Your Safety Professional is not generating any money towards your project, and is therefore a necessary evil. They just walk around all day with a clipboard and watch other people work. You only have safety team members onsite because it was required in your contract. If you had to work the way they say, you'd never get anything done. The safety guy is just some snot-nosed kid who just got out of college, and has no field experience, so what doe's he know? Safety guys are just police officers who write tickets.
Unfortunately, I have heard all these exclamations before, and sometimes out of the higher ups. What does this do to the morale of your safety team? Safety Professionals should have no fear of doing the right thing. When I first got into safety, one of our experienced guys told me that I would never be the most popular person, and I should never try to be friends with the workers. To a degree, he was right. Part of my job was to stop people from doing things that may get them hurt, in other words doing something wrong.

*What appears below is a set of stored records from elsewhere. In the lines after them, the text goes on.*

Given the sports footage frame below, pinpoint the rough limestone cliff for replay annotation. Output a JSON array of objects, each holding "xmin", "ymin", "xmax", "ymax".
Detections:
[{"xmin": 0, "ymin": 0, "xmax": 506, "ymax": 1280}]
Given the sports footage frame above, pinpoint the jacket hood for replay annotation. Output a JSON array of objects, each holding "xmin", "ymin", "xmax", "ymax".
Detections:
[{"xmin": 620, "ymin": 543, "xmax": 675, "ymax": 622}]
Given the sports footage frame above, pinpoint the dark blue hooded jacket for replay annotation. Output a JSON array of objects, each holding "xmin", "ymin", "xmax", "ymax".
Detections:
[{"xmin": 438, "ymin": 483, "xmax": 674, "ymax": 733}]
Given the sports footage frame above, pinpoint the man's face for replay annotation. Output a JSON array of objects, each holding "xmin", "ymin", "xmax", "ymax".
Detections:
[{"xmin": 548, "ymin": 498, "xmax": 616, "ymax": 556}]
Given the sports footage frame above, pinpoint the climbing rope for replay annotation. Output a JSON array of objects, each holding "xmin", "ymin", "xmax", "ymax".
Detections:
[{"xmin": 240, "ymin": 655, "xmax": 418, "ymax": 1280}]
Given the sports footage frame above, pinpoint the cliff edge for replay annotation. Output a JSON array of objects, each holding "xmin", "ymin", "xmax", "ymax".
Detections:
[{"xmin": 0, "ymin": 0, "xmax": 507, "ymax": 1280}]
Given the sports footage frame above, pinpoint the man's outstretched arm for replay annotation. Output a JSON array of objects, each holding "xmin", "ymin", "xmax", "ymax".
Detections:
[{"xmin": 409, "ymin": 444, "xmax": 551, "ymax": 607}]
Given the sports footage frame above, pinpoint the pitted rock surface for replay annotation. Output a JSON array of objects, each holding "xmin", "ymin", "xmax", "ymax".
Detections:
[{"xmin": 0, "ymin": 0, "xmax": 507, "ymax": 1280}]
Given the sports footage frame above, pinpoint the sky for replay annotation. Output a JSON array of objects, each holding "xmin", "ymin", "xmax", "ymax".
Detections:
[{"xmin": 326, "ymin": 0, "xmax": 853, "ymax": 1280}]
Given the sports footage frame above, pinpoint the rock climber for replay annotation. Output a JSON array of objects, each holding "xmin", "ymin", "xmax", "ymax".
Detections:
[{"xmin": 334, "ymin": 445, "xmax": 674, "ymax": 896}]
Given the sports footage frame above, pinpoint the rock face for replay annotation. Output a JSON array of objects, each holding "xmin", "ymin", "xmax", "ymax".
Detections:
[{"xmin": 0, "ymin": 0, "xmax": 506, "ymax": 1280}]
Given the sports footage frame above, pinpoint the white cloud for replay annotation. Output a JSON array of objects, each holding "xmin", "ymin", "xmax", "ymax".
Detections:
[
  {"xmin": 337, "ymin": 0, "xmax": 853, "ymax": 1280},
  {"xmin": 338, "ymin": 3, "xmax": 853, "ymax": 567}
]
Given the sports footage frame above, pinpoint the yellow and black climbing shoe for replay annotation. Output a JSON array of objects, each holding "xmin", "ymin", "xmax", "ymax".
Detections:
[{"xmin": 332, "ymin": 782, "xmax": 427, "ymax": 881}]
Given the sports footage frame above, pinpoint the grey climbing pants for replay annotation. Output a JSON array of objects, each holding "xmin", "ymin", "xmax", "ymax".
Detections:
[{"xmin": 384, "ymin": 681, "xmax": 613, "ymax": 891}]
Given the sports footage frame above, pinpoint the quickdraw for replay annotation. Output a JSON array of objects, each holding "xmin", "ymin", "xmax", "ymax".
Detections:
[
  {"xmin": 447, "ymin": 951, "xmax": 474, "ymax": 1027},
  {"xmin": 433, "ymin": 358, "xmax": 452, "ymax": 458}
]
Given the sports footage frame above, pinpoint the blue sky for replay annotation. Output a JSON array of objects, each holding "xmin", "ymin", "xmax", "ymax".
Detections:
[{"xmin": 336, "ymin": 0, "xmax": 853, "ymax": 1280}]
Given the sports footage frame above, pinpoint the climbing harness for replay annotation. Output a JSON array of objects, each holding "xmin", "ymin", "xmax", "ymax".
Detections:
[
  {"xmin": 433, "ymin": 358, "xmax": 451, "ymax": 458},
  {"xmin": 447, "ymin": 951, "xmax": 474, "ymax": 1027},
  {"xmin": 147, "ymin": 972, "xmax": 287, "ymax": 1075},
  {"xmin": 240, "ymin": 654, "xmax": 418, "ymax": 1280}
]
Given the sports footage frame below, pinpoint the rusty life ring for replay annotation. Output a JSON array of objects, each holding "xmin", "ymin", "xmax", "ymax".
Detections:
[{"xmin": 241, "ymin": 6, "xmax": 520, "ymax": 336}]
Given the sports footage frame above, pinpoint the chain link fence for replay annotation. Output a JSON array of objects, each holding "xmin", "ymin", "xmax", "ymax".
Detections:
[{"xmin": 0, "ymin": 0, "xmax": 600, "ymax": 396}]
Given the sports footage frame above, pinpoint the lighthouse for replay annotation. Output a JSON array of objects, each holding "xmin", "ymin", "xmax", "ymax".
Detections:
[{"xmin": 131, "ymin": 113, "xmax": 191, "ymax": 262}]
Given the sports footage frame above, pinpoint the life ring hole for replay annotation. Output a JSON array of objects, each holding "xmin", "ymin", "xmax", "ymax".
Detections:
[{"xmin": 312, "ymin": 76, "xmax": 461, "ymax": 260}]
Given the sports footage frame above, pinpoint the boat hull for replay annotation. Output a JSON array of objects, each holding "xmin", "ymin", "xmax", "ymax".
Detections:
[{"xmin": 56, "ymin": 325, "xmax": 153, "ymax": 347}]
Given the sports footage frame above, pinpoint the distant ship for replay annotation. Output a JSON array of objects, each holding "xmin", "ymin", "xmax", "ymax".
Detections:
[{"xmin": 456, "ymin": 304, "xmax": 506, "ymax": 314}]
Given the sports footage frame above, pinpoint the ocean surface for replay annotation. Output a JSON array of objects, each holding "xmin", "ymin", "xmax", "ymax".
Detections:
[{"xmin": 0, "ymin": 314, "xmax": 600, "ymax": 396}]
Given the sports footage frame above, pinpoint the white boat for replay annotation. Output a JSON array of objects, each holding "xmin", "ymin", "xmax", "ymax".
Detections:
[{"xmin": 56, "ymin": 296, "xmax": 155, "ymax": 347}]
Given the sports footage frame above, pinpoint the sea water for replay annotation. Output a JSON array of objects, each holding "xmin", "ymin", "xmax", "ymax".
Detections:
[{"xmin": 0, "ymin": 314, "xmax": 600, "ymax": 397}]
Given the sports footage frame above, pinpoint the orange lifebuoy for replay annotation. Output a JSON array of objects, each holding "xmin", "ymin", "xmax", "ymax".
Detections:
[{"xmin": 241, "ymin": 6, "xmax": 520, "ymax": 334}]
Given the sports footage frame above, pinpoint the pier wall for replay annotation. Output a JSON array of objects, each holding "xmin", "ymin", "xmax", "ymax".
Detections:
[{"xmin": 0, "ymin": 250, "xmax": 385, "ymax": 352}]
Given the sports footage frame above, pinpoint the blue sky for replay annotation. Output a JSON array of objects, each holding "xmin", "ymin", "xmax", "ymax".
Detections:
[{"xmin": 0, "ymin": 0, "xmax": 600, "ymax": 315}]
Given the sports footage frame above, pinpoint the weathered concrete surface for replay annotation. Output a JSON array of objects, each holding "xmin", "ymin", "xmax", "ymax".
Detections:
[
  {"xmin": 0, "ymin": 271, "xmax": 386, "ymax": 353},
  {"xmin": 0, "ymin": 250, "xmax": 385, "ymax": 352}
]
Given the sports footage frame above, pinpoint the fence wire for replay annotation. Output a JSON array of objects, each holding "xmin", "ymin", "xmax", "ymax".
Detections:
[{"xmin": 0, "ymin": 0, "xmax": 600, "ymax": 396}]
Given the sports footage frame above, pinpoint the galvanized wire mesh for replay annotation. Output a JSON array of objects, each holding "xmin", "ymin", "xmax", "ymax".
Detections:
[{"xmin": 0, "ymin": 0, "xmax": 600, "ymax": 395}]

No one likes to be told they are wrong.
Although, through time and patience, the guys in the field learned to trust me. Even though they may not like me personally, they began to understand that what I did was for their benefit. There was no way I was going to tell them how to do their job, but I could show them how to do it safely, with their input. Building this trust is instrumental.
It is our responsibility, as Safety Professionals, to the companies we work for, as well as the employees themselves, to send them home to the families they provide for the same way they came to work for us. Anything less is a failure on our part.
I have investigated only one fatality in my years, and the hardest part was to look into the eyes of the family and know that they had been let down. They sent their loved one to work, but never to return. At that moment, I made this promise to myself: It will not happen on my watch.